Restoration & Water Well Decommissioning Cost-Sharing Grant Programs Aim To Improve Water Quality
News from the Niagara Peninsula Conservation Authority
Posted November 4th, 2021 on Niagara At Large
The Niagara Peninsula Conservation Authority (NPCA) is seeking applications for its Restoration and Water Well Decommissioning grant programs for projects in 2022.
Selected projects will help improve water quality and wildlife habitat as part of ongoing efforts to restore and preserve the Niagara Peninsula watershed’s natural heritage and water resources.
“The Restoration Grant Program is one of several ways the NPCA works to improve the health of the Niagara Peninsula watershed’s natural features, as research has shown it is highly degraded,” says Geoff Verkade, Senior Manager of Integrated Watershed Planning and Information Management at NPCA.
“With eight categories and a variety of project options ranging from the creation of wetlands and tree plantings to riparian and upland habitat restoration, we welcome private and public landowners, NGOs, nature clubs, and ‘Friends of’ groups to join us in these efforts.”
In 2020, the program saw much success with the planting of 40,900 trees and 2,500 shrubs, reforestation of 18.3 hectares of land, and restoration of 4.74 hectares of wetland, 1.3 hectares of riparian habitat, and 2.9 kilometres of grass waterways. “We continue to build on this momentum and the shared interest in a healthy and resilient watershed,” adds Verkade.
While the Restoration Grant Program seeks to restore and enhance wildlife habitat and forest cover, improving water quality lies at the core of all its projects. The NPCA’s water quality monitoring program’s results indicate that most of the surface waters in the watershed are either poor or impaired. Restricting livestock access to watercourses and reducing animal waste contamination are two examples of eligible projects that will help improve water quality.
The NPCA also offers the Water Well Decommissioning Grant Program for watershed residents, designed to protect groundwater by plugging and sealing abandoned or unused water wells.
“These water wells can be a physical danger to kids and pets, and they represent a direct threat to groundwater supplies,” says Steve Miller, Senior Manager of Water Resources at NPCA. “Since contaminants applied to the surface may easily flow through these open conduits and reach the water table, decommissioning an unused or abandoned water well plugs the pollution pathway and moves us forward in looking to protect the quality of groundwater.”
Residents of the Niagara Peninsula watershed are encouraged to take advantage of these two grant programs and join the NPCA to protect and restore local water quality and diverse habitats.
Applications for Water Well Decommissioning grants are accepted year-round, on a first come, first serve basis. This program provides an 80 per cent grant rate to a maximum amount of $1,000 per well and a maximum of two wells per property. Funding for the program is limited and once funds are exhausted, the program will conclude for the calendar year.
The application intake date for Restoration Grant Program projects to take place in 2022 is fast approaching on November 15. Feasible projects will be eligible for grants of up to $15,000.

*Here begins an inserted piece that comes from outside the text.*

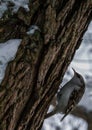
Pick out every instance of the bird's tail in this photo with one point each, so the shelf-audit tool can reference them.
(51, 113)
(63, 117)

Both grants are available to qualifying landowners with lands located within the NPCA jurisdiction. To learn more about the Restoration and Water Well Decommissioning grant programs, or to download the application form, visit npca.ca/restoration or npca.ca/well-decommissioning.
About NPCA – The Niagara Peninsula Conservation Authority (NPCA) is a community-based natural resource management agency that works to protect, enhance, and sustain healthy watersheds. With 61 years of experience, the NPCA offers watershed programs and services that focus on flood and hazard management, source water protection, species protection, ecosystem restoration, community stewardship, and land management.
The NPCA is one of 36 Conservation Authorities in the Province of Ontario and manages 41 Conservation Areas within the Niagara Peninsula watershed held in public trust for recreation, heritage preservation, conservation, and education. These natural and shared greenspaces marry nature, culture, and adventure to create limitless opportunities for discovery.